Nicolás iba a coger el asa de la taza de café, cuando la cambió por la copa.
― Quiero que mi hijo Gonzalo se case con Rosita.
Sarmiento no pudo evitar mojarse la nariz de coñac al dar un gran sorbo a la copa. Don Alonso de Zavala se levantó y comenzó a caminar alrededor de Nicolás Sarmiento con las manos a la espalda. Este hizo intención de levantarse, pero el General se lo impidió poniéndole las manos sobre sus hombros.
Nicolás Sarmiento sabía lo que se decía por Granada del Capitán Zavala y sus amigos. Jamás se le había conocido novia alguna, ni interés por las mujeres, a pesar de las juegas a las que asistía por el Sacromonte, siempre con los mismos amigos. Y eso a pesar de esa enfermedad de los bronquios que tenía y que se llevaba tan en secreto.
El General Zavala se sentó junto a Nicolás Sarmiento, al otro lado de la mesa.
― Todos saldríamos ganando, Sarmiento. Usted, porque podría volver a recuperar su posición. Y su negocio podría volver a ser el que era. Usted sabe lo olvidadizos que somos por aquí. Si vuelve a haber motivos para ello, obviamente.
A Nicolás se le cayó el sombrero de las manos. Antes de que pudiera recogerlo, ya lo había hecho el General Zavala, que lo puso sobre la mesa.
― Y de paso, quitamos esas habladurías e improperios que esos políticos liberales van lanzando por ahí sobre mi hijo.
― Pero ella está….― Nicolás apretaba con fuerza su sombrero.
― ¿Prometida? Déjelo de mi cuenta, Sarmiento ― y agregó ―. No se preocupe, que no le va a pasar nada al muchacho en Cartagena. Pero usted y yo sabemos lo que le conviene. A usted, a su zapatería….y a Rosita.
El General Zavala volvió a su sillón, lo acercó a la mesa y le dijo al zapatero:
― Tenemos que organizarlo todo para que la boda pueda ser antes de que llegue el verano. En junio. Quiero que sea una boda sonada, que se entere todo el mundo. Después, quiero que se vayan a la sierra durante julio y agosto, porque le vendrá bien a los dos respirar el aire fresco de la montaña.

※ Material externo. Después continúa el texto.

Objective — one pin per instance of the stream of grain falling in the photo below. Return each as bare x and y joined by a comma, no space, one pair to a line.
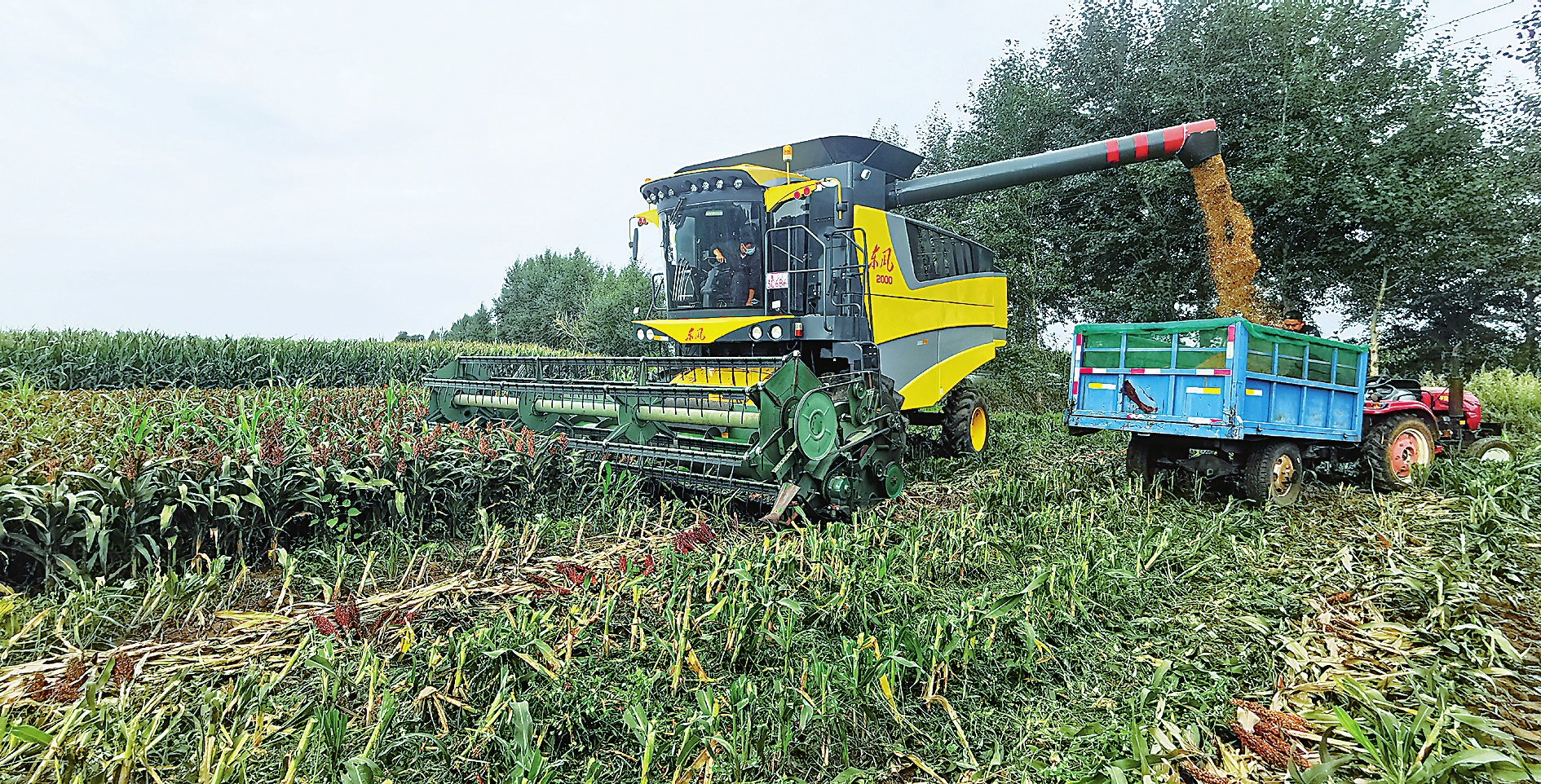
1232,259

Don Alonso Zavala se acercó al perchero por el abrigo de Nicolás Sarmiento y le ayudó a ponérselo. El café se había quedado en la mesa sin empezarlo.
― Y quien sabe si después nos dan la alegría de un de Zavala Sarmiento, amigo mío. La semana que viene tenemos que vernos de nuevo, para ir pensando en los detalles.
Nicolás Sarmiento se despidió, y salió de la casa familiar de los Zavala. Volvió a sentir frío, a pesar de que ya era mediodía. Tiró para la calle Elvira, en dirección a la sastrería de su cuñado Rafael. Quería contárselo todo a él y a su hermana. Y de paso, ir encargando un chaqué.